For hundreds of years, the Russian military has revered artillery as “The God of War.” During World War II, artillery units grew from regiments to corps-sized units, including thousands of guns, said retired Army Col. David Glantz, a military historian and an expert on the Red Army during World War II.


Russian self-propelled artillery vehicles roll during the Victory Day military parade in Moscow, Russia, Monday, May 9, 2022, marking the 77th anniversary of the end of World War II. (Alexander Zemlianichenko)

From the Battle of Kursk in July 1943 through the end of the war, Soviet artillery played a major role smashing through German defenses, Glantz told Task & Purpose. Every major operation would begin with an artillery barrage, which was essentially an offensive within an offensive, Glatnz said.

Russia’s invasion of Ukraine has become a contest between both sides’ tube and rocket artillery. The U.S. military believes the Russians have burned through a significant chunk of their precision-guided weapons, Undersecretary of Defense for Policy Colin Kahl told reporters on Aug. 8. That may explain why Russia may now be firing its S-300 surface-to-air missiles at land targets in Ukraine.

The Ukrainians have also shown that they can beat the Russians at their own game when it comes to using artillery to strike high value targets and stop movement on the battlefield.
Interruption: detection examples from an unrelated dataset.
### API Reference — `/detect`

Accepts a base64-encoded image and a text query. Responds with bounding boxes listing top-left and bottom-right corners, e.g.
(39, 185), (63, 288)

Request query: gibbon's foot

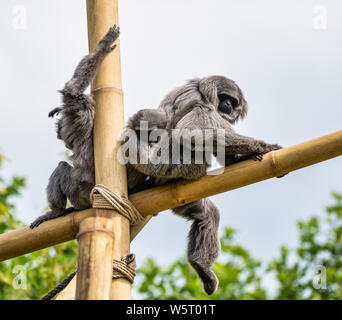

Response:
(100, 24), (120, 52)
(189, 261), (218, 296)
(30, 207), (76, 229)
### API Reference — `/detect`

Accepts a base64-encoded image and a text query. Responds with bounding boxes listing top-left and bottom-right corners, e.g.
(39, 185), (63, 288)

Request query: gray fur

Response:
(31, 26), (280, 294)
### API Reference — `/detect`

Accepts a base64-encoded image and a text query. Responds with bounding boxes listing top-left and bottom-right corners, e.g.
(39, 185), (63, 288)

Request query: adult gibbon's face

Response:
(213, 76), (247, 123)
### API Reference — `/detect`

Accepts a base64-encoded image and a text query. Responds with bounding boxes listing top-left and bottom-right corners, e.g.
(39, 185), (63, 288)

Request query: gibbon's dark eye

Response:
(218, 94), (239, 108)
(218, 94), (238, 115)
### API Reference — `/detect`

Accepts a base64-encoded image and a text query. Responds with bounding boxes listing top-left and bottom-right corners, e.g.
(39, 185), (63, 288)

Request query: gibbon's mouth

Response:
(218, 111), (236, 123)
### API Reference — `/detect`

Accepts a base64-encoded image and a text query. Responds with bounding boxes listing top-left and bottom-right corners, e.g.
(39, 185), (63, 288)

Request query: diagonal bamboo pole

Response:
(76, 0), (131, 300)
(0, 130), (342, 261)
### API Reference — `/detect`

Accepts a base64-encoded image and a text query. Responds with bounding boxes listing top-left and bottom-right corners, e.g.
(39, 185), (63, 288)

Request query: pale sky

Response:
(0, 0), (342, 282)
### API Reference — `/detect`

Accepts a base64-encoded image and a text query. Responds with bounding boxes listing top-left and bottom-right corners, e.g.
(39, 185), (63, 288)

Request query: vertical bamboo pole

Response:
(76, 0), (131, 299)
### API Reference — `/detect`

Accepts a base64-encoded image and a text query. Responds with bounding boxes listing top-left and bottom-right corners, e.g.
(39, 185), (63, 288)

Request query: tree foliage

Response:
(138, 193), (342, 299)
(0, 156), (77, 300)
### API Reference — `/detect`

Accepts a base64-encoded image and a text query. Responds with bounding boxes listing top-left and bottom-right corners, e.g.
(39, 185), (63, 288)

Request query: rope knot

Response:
(90, 184), (144, 225)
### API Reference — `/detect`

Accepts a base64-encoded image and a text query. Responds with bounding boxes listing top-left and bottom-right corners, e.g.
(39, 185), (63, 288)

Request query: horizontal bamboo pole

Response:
(0, 130), (342, 261)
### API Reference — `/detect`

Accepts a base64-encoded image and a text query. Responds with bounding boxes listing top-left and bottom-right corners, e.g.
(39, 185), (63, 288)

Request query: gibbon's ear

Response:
(199, 78), (218, 107)
(127, 109), (168, 131)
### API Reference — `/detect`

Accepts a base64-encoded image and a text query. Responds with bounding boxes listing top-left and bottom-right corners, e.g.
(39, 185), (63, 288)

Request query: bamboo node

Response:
(90, 184), (144, 225)
(113, 253), (136, 283)
(270, 151), (282, 174)
(91, 86), (123, 96)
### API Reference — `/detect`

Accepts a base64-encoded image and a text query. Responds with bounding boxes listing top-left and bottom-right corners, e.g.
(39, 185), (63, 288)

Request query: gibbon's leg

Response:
(30, 161), (75, 229)
(173, 198), (221, 295)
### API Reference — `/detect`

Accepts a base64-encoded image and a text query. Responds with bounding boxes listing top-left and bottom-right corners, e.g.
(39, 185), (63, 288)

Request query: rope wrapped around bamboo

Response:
(113, 253), (136, 283)
(90, 184), (144, 225)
But given how many artillery shells and rockets the United States has provided Ukraine, the question arises as to whether the U.S. military has enough munitions to send Taiwan if a conflict with China breaks out in the near future, said Dean Cheng, a China expert with the conservative Heritage Foundation think tank in Washington, D.C.

In around 80 seconds this Ukrainian artillery crew is out of the position of fire. No chance for Russian counter fire. 
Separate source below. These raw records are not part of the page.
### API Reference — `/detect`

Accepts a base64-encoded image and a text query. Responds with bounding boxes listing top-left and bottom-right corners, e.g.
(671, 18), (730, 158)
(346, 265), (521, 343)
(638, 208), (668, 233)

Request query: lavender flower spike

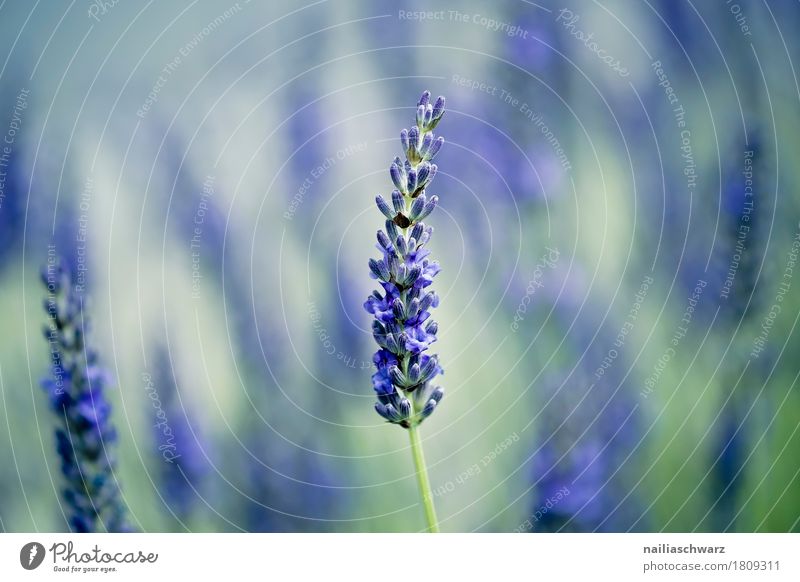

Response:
(42, 258), (130, 532)
(364, 91), (444, 531)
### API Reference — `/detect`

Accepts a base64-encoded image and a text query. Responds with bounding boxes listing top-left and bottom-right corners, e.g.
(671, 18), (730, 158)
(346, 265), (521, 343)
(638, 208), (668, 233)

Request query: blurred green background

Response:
(0, 0), (800, 532)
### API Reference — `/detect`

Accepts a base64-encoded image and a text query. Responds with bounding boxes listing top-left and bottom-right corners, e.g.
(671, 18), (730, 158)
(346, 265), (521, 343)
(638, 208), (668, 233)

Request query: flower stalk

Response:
(364, 91), (445, 532)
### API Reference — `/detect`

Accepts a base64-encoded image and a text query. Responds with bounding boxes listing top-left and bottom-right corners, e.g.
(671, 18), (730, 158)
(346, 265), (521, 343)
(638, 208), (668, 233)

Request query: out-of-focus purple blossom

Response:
(531, 308), (642, 532)
(42, 257), (129, 532)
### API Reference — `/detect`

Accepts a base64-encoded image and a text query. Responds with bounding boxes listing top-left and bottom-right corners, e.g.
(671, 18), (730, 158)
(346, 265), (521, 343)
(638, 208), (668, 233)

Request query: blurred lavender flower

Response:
(709, 139), (766, 531)
(42, 257), (129, 532)
(531, 306), (641, 532)
(364, 91), (445, 428)
(149, 347), (209, 521)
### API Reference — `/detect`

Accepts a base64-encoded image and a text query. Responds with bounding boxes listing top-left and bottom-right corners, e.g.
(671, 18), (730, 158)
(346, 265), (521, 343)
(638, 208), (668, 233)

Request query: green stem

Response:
(408, 419), (439, 533)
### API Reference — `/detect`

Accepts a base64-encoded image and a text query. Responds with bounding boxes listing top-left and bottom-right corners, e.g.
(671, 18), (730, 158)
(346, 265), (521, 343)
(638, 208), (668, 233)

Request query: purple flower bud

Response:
(392, 190), (406, 218)
(389, 164), (407, 194)
(406, 170), (417, 192)
(425, 134), (444, 160)
(419, 291), (436, 311)
(378, 230), (392, 251)
(432, 95), (444, 119)
(369, 259), (390, 281)
(423, 104), (433, 127)
(417, 162), (431, 188)
(386, 217), (397, 240)
(392, 297), (406, 321)
(389, 366), (406, 388)
(408, 364), (419, 385)
(417, 90), (432, 106)
(396, 234), (408, 256)
(408, 194), (427, 220)
(414, 196), (439, 220)
(420, 399), (436, 419)
(375, 194), (395, 220)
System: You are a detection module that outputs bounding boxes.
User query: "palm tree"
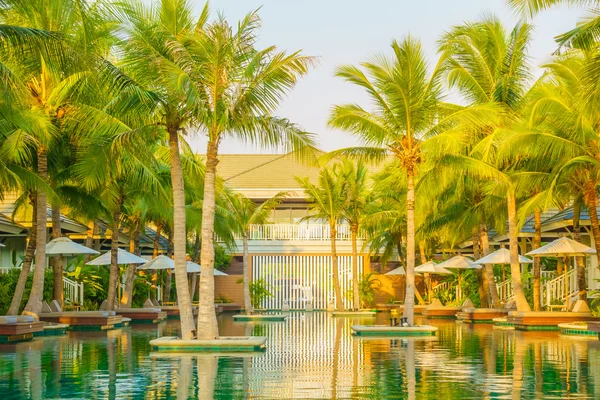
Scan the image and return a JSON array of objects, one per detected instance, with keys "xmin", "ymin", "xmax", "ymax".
[
  {"xmin": 296, "ymin": 164, "xmax": 348, "ymax": 311},
  {"xmin": 224, "ymin": 192, "xmax": 287, "ymax": 314},
  {"xmin": 341, "ymin": 160, "xmax": 370, "ymax": 311},
  {"xmin": 508, "ymin": 0, "xmax": 600, "ymax": 49},
  {"xmin": 0, "ymin": 0, "xmax": 119, "ymax": 314},
  {"xmin": 116, "ymin": 0, "xmax": 312, "ymax": 339},
  {"xmin": 329, "ymin": 36, "xmax": 489, "ymax": 324}
]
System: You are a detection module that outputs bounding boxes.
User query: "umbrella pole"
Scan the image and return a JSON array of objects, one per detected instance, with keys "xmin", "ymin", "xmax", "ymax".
[
  {"xmin": 563, "ymin": 257, "xmax": 569, "ymax": 311},
  {"xmin": 456, "ymin": 269, "xmax": 462, "ymax": 301}
]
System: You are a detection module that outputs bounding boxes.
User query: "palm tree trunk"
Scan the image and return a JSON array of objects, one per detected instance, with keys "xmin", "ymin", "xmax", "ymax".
[
  {"xmin": 583, "ymin": 182, "xmax": 600, "ymax": 268},
  {"xmin": 472, "ymin": 226, "xmax": 489, "ymax": 308},
  {"xmin": 198, "ymin": 140, "xmax": 219, "ymax": 339},
  {"xmin": 576, "ymin": 201, "xmax": 587, "ymax": 301},
  {"xmin": 242, "ymin": 232, "xmax": 254, "ymax": 314},
  {"xmin": 190, "ymin": 232, "xmax": 200, "ymax": 303},
  {"xmin": 83, "ymin": 221, "xmax": 96, "ymax": 263},
  {"xmin": 106, "ymin": 198, "xmax": 123, "ymax": 311},
  {"xmin": 533, "ymin": 208, "xmax": 542, "ymax": 311},
  {"xmin": 163, "ymin": 229, "xmax": 173, "ymax": 302},
  {"xmin": 350, "ymin": 225, "xmax": 360, "ymax": 311},
  {"xmin": 507, "ymin": 188, "xmax": 531, "ymax": 311},
  {"xmin": 150, "ymin": 223, "xmax": 162, "ymax": 300},
  {"xmin": 403, "ymin": 169, "xmax": 415, "ymax": 326},
  {"xmin": 329, "ymin": 222, "xmax": 345, "ymax": 311},
  {"xmin": 121, "ymin": 220, "xmax": 141, "ymax": 307},
  {"xmin": 6, "ymin": 194, "xmax": 37, "ymax": 315},
  {"xmin": 479, "ymin": 224, "xmax": 500, "ymax": 308},
  {"xmin": 168, "ymin": 126, "xmax": 195, "ymax": 339},
  {"xmin": 52, "ymin": 204, "xmax": 64, "ymax": 307},
  {"xmin": 23, "ymin": 148, "xmax": 48, "ymax": 316},
  {"xmin": 419, "ymin": 240, "xmax": 433, "ymax": 303}
]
Conceivably, Taiwan’s military could use HIMARS and 155mm howitzers to attack Chinese invasion ships, landing craft, and troops as they tried to come ashore, Cheng told Task & Purpose.

“I would assume that the HIMARS, for example, might have submunitions onboard, which would really screw up landing craft,” Cheng told Task & Purpose. “One-five-five is a 6-inch shell. Modern warships aren’t armored, so you’d have some pretty good range there if you were to fire a barrage at a ship. If the Taiwanese are trained for it, they might also have laser-guided artillery projectiles for the 155s. Anything that is anti-tank could be used against landing craft.”
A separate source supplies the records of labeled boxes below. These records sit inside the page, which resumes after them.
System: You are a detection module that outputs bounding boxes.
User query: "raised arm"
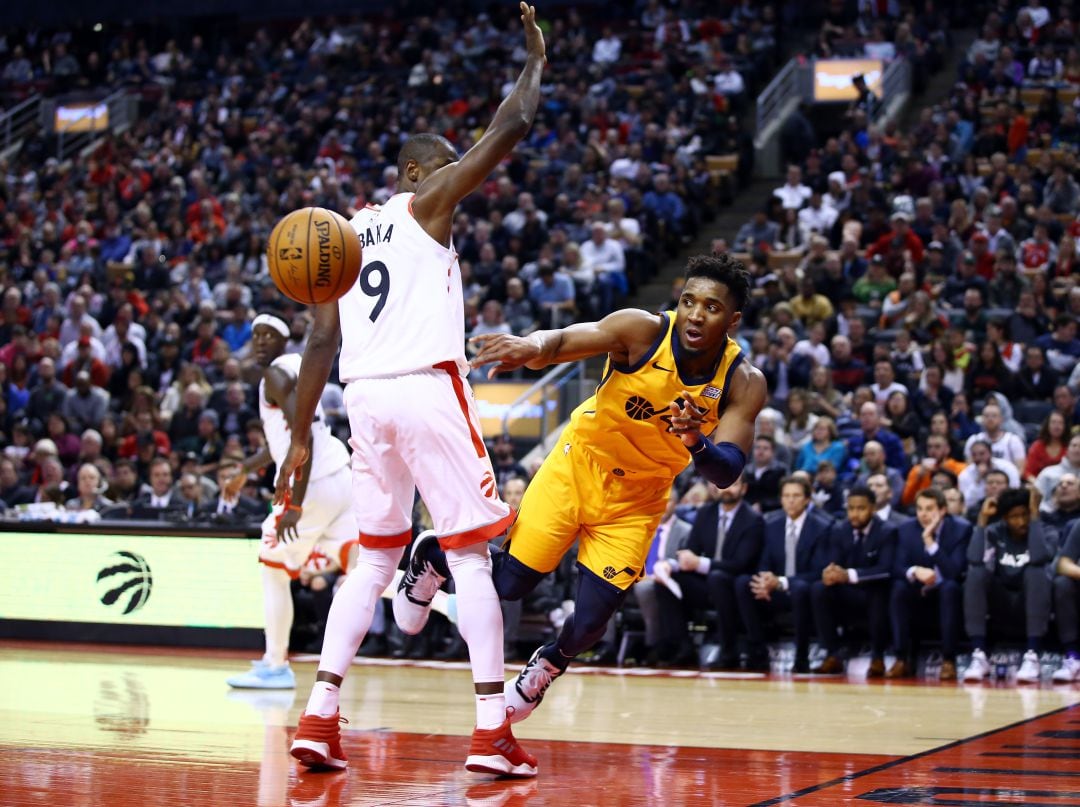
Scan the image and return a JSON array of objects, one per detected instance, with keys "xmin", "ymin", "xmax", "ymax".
[
  {"xmin": 413, "ymin": 3, "xmax": 546, "ymax": 233},
  {"xmin": 469, "ymin": 308, "xmax": 663, "ymax": 378},
  {"xmin": 274, "ymin": 300, "xmax": 341, "ymax": 503}
]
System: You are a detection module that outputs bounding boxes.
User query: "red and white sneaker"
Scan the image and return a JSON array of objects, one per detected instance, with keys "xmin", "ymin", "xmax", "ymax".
[
  {"xmin": 288, "ymin": 712, "xmax": 349, "ymax": 770},
  {"xmin": 465, "ymin": 717, "xmax": 537, "ymax": 779}
]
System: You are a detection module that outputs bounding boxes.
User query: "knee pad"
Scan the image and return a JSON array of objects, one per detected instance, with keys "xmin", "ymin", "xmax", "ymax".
[{"xmin": 491, "ymin": 550, "xmax": 544, "ymax": 601}]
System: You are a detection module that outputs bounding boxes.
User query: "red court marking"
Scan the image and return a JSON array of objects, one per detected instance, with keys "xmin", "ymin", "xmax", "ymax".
[
  {"xmin": 753, "ymin": 704, "xmax": 1080, "ymax": 807},
  {"xmin": 0, "ymin": 723, "xmax": 892, "ymax": 807}
]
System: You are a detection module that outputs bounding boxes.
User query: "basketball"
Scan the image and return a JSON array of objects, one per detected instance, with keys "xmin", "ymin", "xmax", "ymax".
[{"xmin": 267, "ymin": 207, "xmax": 361, "ymax": 306}]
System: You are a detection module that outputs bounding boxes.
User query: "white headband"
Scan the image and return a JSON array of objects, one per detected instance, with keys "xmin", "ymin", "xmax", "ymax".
[{"xmin": 252, "ymin": 314, "xmax": 289, "ymax": 339}]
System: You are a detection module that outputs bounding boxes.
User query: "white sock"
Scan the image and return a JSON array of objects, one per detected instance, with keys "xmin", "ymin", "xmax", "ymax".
[
  {"xmin": 303, "ymin": 681, "xmax": 341, "ymax": 717},
  {"xmin": 319, "ymin": 547, "xmax": 408, "ymax": 676},
  {"xmin": 262, "ymin": 564, "xmax": 293, "ymax": 667},
  {"xmin": 446, "ymin": 543, "xmax": 507, "ymax": 728},
  {"xmin": 476, "ymin": 692, "xmax": 507, "ymax": 728}
]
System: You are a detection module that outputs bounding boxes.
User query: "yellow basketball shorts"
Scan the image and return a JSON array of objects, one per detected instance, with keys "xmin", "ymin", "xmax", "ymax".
[{"xmin": 509, "ymin": 432, "xmax": 672, "ymax": 589}]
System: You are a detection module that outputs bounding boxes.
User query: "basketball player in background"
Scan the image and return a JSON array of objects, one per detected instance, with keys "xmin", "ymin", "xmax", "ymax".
[
  {"xmin": 278, "ymin": 3, "xmax": 545, "ymax": 777},
  {"xmin": 394, "ymin": 254, "xmax": 767, "ymax": 722},
  {"xmin": 222, "ymin": 314, "xmax": 356, "ymax": 689}
]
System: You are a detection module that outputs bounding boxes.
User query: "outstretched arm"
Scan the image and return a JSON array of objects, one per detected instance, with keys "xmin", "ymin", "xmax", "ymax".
[
  {"xmin": 274, "ymin": 300, "xmax": 341, "ymax": 503},
  {"xmin": 469, "ymin": 308, "xmax": 663, "ymax": 378},
  {"xmin": 413, "ymin": 3, "xmax": 546, "ymax": 236}
]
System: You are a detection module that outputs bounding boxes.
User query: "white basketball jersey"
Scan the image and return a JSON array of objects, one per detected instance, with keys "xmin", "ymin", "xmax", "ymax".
[
  {"xmin": 259, "ymin": 353, "xmax": 349, "ymax": 482},
  {"xmin": 338, "ymin": 193, "xmax": 469, "ymax": 382}
]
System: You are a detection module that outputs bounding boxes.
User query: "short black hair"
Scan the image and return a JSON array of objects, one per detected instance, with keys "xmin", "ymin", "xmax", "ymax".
[
  {"xmin": 397, "ymin": 132, "xmax": 454, "ymax": 174},
  {"xmin": 686, "ymin": 253, "xmax": 750, "ymax": 311},
  {"xmin": 848, "ymin": 485, "xmax": 877, "ymax": 505},
  {"xmin": 998, "ymin": 487, "xmax": 1031, "ymax": 517}
]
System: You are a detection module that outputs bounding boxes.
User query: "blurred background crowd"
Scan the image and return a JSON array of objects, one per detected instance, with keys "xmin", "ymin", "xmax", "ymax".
[{"xmin": 0, "ymin": 0, "xmax": 1080, "ymax": 682}]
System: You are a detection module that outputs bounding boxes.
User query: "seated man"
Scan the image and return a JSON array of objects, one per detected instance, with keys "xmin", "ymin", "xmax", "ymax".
[
  {"xmin": 630, "ymin": 486, "xmax": 691, "ymax": 655},
  {"xmin": 810, "ymin": 487, "xmax": 896, "ymax": 678},
  {"xmin": 658, "ymin": 471, "xmax": 765, "ymax": 669},
  {"xmin": 1054, "ymin": 522, "xmax": 1080, "ymax": 683},
  {"xmin": 886, "ymin": 487, "xmax": 971, "ymax": 681},
  {"xmin": 963, "ymin": 488, "xmax": 1054, "ymax": 684},
  {"xmin": 735, "ymin": 476, "xmax": 831, "ymax": 673}
]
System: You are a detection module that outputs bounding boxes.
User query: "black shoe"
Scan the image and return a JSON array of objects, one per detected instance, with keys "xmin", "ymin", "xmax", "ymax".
[{"xmin": 746, "ymin": 650, "xmax": 772, "ymax": 672}]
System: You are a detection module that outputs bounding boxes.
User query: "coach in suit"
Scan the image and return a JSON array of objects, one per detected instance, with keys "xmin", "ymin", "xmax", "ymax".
[
  {"xmin": 735, "ymin": 476, "xmax": 832, "ymax": 672},
  {"xmin": 658, "ymin": 473, "xmax": 765, "ymax": 668},
  {"xmin": 886, "ymin": 487, "xmax": 972, "ymax": 681},
  {"xmin": 632, "ymin": 488, "xmax": 690, "ymax": 650},
  {"xmin": 810, "ymin": 486, "xmax": 896, "ymax": 678}
]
However, if China attempted to invade Taiwan, the U.S. military’s main goal would be to destroy as many Chinese invasion ships far from shore, and that would require a lot of long-range weapons, such as Harpoons and Naval Strike Missiles, said Stacie Pettyjohn, director of the defense program at the Center for a New American Studies think tank in Washington, D.C.

“Because the Chinese Navy has a growing fleet of cruisers and destroyers with advanced air defenses that would defend the amphibious forces, the number of weapons likely required is quite large,” Pettyjohn told Task & Purpose. “Air defenses, clutter (commercial shipping or ships that are not the main target), plus just usual failures and misses mean that the U.S. needs a lot of anti-ship weapons to penetrate the air defenses and hit the main target.”

The Air Force is currently planning to buy 190 Long Range Anti-Ship Missiles by 2027 and the Navy also plans to purchase 450 of the missiles, which it would likely have to share with the Navy, Pettyjohn said. But CNAS has found that those numbers of weapons would be “grossly inadequate” in a war against China, she said.

“Our analysis found that the Pentagon as a whole is over invested in long-range ground attack weapons with unitary warheads and does not have enough anti-ship or area-effects weapons for a maritime fight or to use against mobile ground forces, respectively,” Pettyjohn said.

As the Pentagon continues to invest in high-tech aircraft, ships, and other weapons systems, a future war against Russia or China might decide which side has the most ammunition. Gen. James Van Fleet has demonstrated that you can never have enough ammo.